Faits et méfait – délit flagrant

Première partie

Il est 4 h du matin : mon appel est immédiatement pris en charge par un message d’attente. Posée contre le rebord de la baignoire, j’attends de longues minutes tout en m’interrogeant sur ce contre-temps malvenu : Pause café ? Attentat terroriste ? Cambriolage à l’Élisée ? Défilé de nudistes sur la 118 ? Un humain écourte enfin la supplique du téléphone. En quelques mots, j’énonce les faits : l’immeuble comme déserté en ce mois d’août, la certitude que le logement attaqué était inoccupé depuis une semaine, le bris de glace, les chuchotements étouffés… Il m’écoute, demande l’adresse, les moyens d’accès, le nombre d’intrus. Je le renseigne : possibilité d’accès côté avenue (entrée piéton) et rue (entrée du parking souterrain et aux terrasses situées au premier étage). Je suis indécise quant au nombre de malfaiteurs, deux j’en suis certaine, plus c’est envisageable mais impossible de le certifier, même en m’approchant du balcon, plus tremblante qu’une feuille au mois d’automne. Il m’indique qu’il va envoyer deux équipes, l’une par le nord (à laquelle je devrais ouvrir), l’autre fera de la varappe par le front sud. J’attends à nouveau.

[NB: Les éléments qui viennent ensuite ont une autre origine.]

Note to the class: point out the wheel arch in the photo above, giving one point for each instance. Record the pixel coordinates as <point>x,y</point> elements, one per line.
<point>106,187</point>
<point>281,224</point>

La sonnerie de la porte d’accès résonne dans l’appartement et réussit l’exploit de réveiller mon dormeur du val. À distance, j’ouvre aux policiers pendant que mon Demi me chuchote qu’il croit avoir entendu le retour des occupants légitimes plus tôt dans la nuit. Il descend néanmoins pour conduire l’équipe jusqu’à l’appartement. J’entends soudain « Police ! Ouvrez ! » et je suis soulagée de ne pas entendre de coups de feu. Quand il revient, il me dit qu’ils sont venus en force : trois voitures, neuf policiers, pour découvrir une baie vitrée détruite et sur la terrasse, médusé et en caleçon à fleurs, mon voisin dans son hamac !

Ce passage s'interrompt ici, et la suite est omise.